I am currently a Faculty Fellow with the Center for Data Science at New York University. My research focuses on the intersection of data management and machine learning.
My work covers a wide spectrum, such as automating data quality verification, optimizing programs that combine operations from linear and relational algebra or tracking the lineage of machine learning pipelines.
I am active in open source as an elected member of the Apache Software Foundation, and have extensive experience in building real world systems, from my time at Amazon Research, Twitter, IBM Research and Zalando.
Moreover, I am convinced that modern data analysis can have a huge impact in answering pressing societal questions. In related research, I have analyzed the rise of the German far-right in social media, and cartographed the online tracking sphere from a webcrawl of several billion pages.
I will return to Europe to join University of Amsterdam as a tenure-track Assistant Professor in April, working with the Information and Language Processing Systems group and the Intelligent Data Engineering Lab. I will additionally be appointed as Director of Engineering at Ahold Delhaize, an international retailer based in the Netherlands, and manage the AI for Retail Lab Amsterdam. This new type of joint position is part of the KickstartAI iniative.
SIGMOD’20: We have a paper on Learning to Validate the Predictions of Black Box Classifiers on Unseen Data accepted, as well as a short industry paper on Elastic Machine Learning Algorithms in Amazon SageMaker. Moreover, I am co-chairing the 4th edition of the International Workshop on Data Management for End-to-End Machine Learning (DEEM) with Steven Whang and Julia Stoyanovich.
CIDR’20: I presented our work on “Amnesia” - A Selection of Machine Learning Models That Can Forget User Data Very Fast.
EDBT’20: We have a short paper on FairPrep: Promoting Data to a First-Class Citizen in Studies on Fairness-Enhancing Interventions and a full paper on Zooming Out on an Evolving Graph accepted.
I am hosting Ji Zhang from Huazhong University of Science and Technology (HUST) as a visiting Ph.D. student at NYU. We conduct research on machine learning for data-intensive systems.
I am collaborating with Prof. Julia Stoyanovich from New York University on research with the regard to the impact of data preprocessing on the fairness of machine-assisted decision making.
I am co-supervising Sergey Redyuk who is a Ph.D. student at Technische Universität Berlin. We conduct research on novel systems for reproducibility and automated documentation of data science experiments.
I am conducting research on data validation and data cleaning for machine learning with Prof.

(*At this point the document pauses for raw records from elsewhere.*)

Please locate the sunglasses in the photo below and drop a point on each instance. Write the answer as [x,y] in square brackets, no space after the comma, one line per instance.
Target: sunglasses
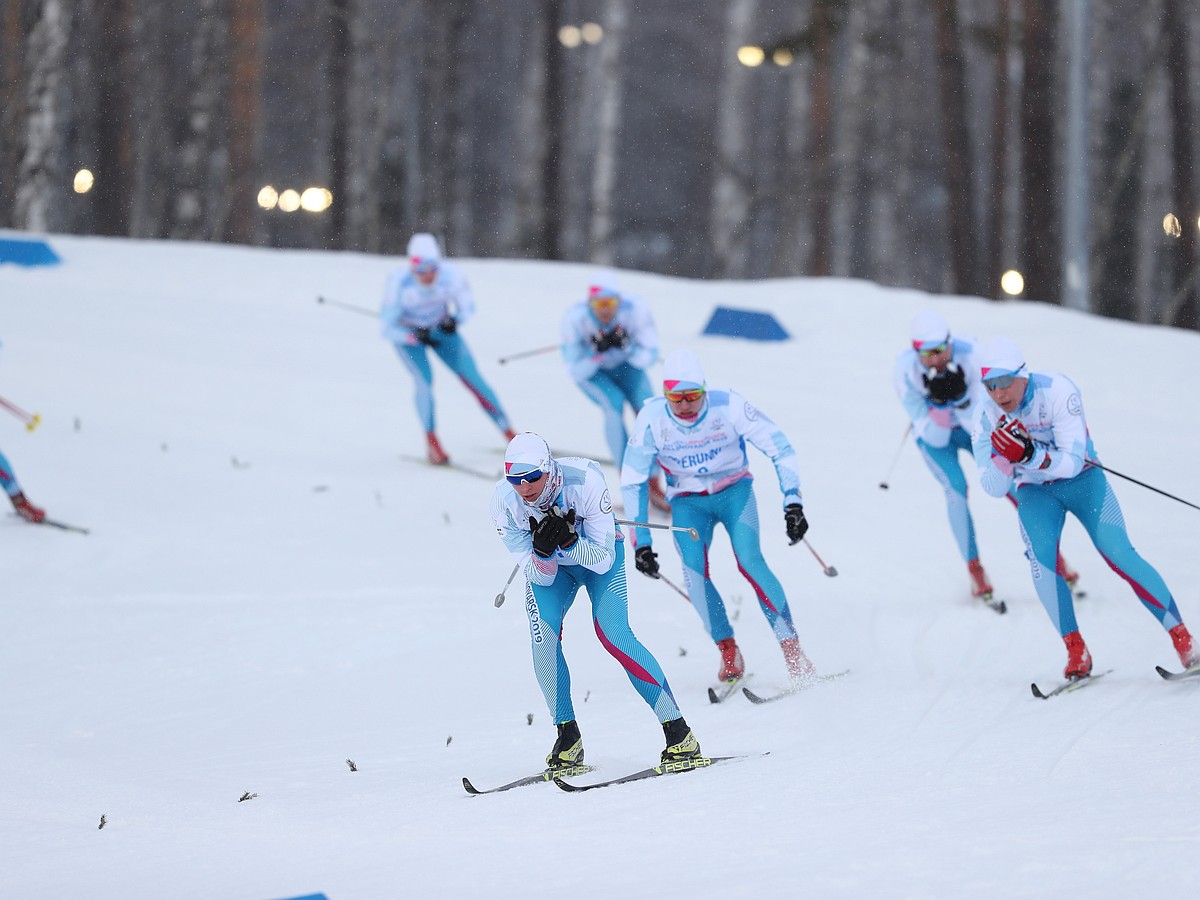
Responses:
[933,351]
[999,383]
[528,478]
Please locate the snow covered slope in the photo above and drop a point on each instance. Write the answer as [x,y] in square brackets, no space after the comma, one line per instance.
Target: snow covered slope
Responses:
[271,588]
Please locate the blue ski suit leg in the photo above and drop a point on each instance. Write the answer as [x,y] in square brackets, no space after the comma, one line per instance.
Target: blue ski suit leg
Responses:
[943,462]
[737,510]
[546,607]
[1090,498]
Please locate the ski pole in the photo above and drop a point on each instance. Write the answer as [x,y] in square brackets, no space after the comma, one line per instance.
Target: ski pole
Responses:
[1143,484]
[828,569]
[30,419]
[351,307]
[675,587]
[690,532]
[499,598]
[883,484]
[529,353]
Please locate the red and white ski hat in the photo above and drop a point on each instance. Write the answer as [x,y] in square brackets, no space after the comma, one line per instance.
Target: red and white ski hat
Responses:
[1001,357]
[929,330]
[682,371]
[423,251]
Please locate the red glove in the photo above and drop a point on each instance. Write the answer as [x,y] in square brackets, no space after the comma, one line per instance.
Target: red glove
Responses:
[1012,441]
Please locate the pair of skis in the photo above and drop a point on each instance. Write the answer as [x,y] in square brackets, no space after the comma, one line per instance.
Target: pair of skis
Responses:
[1074,684]
[727,689]
[558,775]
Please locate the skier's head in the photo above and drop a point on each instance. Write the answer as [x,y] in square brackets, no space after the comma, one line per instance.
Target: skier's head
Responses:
[424,257]
[683,384]
[931,339]
[604,298]
[1003,373]
[532,469]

Felix Biessmann from Beuth University, Berlin.
I am consulting Amazon AI as a part-time Senior Applied Scientist, and work on open source software for large-scale data quality verification with a team from Berlin.
I regularly discuss my research on data quality and model validation with Immuta, a company building a data management platform for data science.
Before joining New York University, I have been a Senior Applied Scientist at Amazon Core AI in Berlin, where I worked on data management-related issues of machine learning applications, such as demand forecasting, metadata and provenance tracking of machine learning pipelines and automating data quality verification.
I received my Ph.D. from TU Berlin in 2015, where I have been advised by Volker Markl, head of the database systems and information management group. My co-supervisors were Klaus-Robert Müller from the machine learning group at TU Berlin and Reza Zadeh from Stanford.
I am engaged in open source as an elected member of the Apache Software Foundation, where I currently mentor the Apache TVM project on behalf of the Apache Incubator. In the past, I have been involved in the Apache Mahout, Apache Flink, Apache Giraph and Apache MXNet projects.
I am the founder and chair of the workshop series on Data Management for End-To-End Machine Learning (DEEM) at ACM SIGMOD, which started in 2017.
I regularly review submissions to top tier data management conferences. I have been on the program committee at SIGMOD 2017, 2019 & 2020, VLDB 2021, ICDE 2018, 2019 & 2020, EDBT 2017, the workshop on Exploiting Artificial Intelligence Techniques for Data Management at SIGMOD 2019 and the Large-Scale Recommender Systems workshop at the ACM RecSys 2013-2015. Additionally, I have reviewed submissions to journals for IEEE TKDE, ACM TIST, IEEE TPDS, IEEE TNNLS, VLDB Journal, the journal track of ECML/PKDD and the open source track of JMLR. I have also been a reviewer for the Amazon Research Awards.